Valilik açıklamasında, "İddia edildiği gibi olay, maktul ve yanındaki arkadaşının Kürtçe müzik dinlemesine, şüpheli karşı tarafın müdahalesi üzerine değil tam aksine maktul ve arkadaşının, şüphelileri araç içinde ezan okunması nedeniyle yüksek sesle ve etrafı rahatsız edecek tarzda müzik dinlememeleri konusunda ikazda bulunması üzerine başlamıştır. Maktulün arkadaşı B.A. alınan ilk ifadesinde olayın bu şekilde başladığını belirtmektedir.

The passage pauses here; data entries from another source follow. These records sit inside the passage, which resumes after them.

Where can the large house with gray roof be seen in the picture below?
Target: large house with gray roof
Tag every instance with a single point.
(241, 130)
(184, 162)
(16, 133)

Diğer yandan olayla ilgili şüpheliler derhal gözaltına alınarak gerekli adli süreç Cumhuriyet savcılığının talimatları doğrultusunda detaylı bir şekilde sürdürülmektedir. Konunun başka mecralara çekilerek tahrik unsuru olarak kullanılmasının iyi niyetten uzak olduğu aşikardır." denildi.
Bu açıklamaların tümümün sebebi ise Barış Çakan'ın ölümünü yalanlarla bir kalkışmaya çevirmek isteyen zihniyetin provokatif paylaşımları var. İddiaların merkezinde ise Barış Çakan'ın 'Kürtçe şarkı söylediği için öldürüldüğü" yalanı bulunuyor. İşte HDP'lilerin başını çektiği CHP'li bazı isimlerin de destek verdiği o provokatif paylaşımlar...
Bu provokatif paylaşımlara İletişim Başkanı Fahrettin Altun'dan sert tepki geldi. Altun, asılsız iddialara ilişkin sosyal medyadan yaptığı açıklamada, "Yaşanan acı hadisenin gerçek sebebinin belirli çevreler ve odaklar tarafından kasıtlı bir şekilde manipüle edilmesi, hadisenin “ısrarla” Kürtçe şarkı dinleyen gencin öldürülmesi olarak yansıtılması, hakikatın kirli bir algı operasyonuna kurban edilmek istendiğini göstermektedir." dedi...
Altun'un açıklamaları şöyle:
"Ankara’da hafta sonu ezan okunduğu sırada yüksek sesle müzik dinleyen bir grubu uyaran Barış Çakan isimli genç yavrumuzun çıkan tartışmada hayatını kaybetmesi hepimizi derinden yaralamıştır. Yaşanan elim hadise tüm boyutlarıyla incelenmiş ve gerekli adli süreç başlatılmıştır.
Yaşanan acı hadisenin gerçek sebebinin belirli çevreler ve odaklar tarafından kasıtlı bir şekilde manipüle edilmesi, hadisenin 'ısrarla' Kürtçe şarkı dinleyen gencin öldürülmesi olarak yansıtılması, hakikatın kirli bir algı operasyonuna kurban edilmek istendiğini göstermektedir.
Toplumsal dinamiklerimizi hedef alan yalan haberlerin, provokasyonların ve algı yönetimi çalışmalarının, kamu güvenliğini sağlayan güvenlik güçlerimize yönelik son zamanlarda sistematik bir şekilde yürütülen karalama ve iftira kampanyalarından bağımsız olduğu asla düşünülemez.
Devletimiz, kamu huzur ve güvenliğinin zaafiyete uğratılmasına, yalan haberlerin ve algı operasyonlarının zihinlerimizi işgal edip bizi esir almasına asla müsaade etmeyecektir. Milletimiz üzerinde oynanan bu alçak oyunun takipçisi olacak ve gerekli tüm adımları süratle atacağız.
Türkiye Cumhuriyeti Devleti 83 milyon vatandaşımızın sığınağı, koruyucusu ve hizmetkarıdır. Toplumsal huzur ve güvenliğimiz için milletimizle el ele vererek kardeşlik ve barış atmosferini bozmayı hedefleyen karanlık odaklara geçit vermeyeceğiz."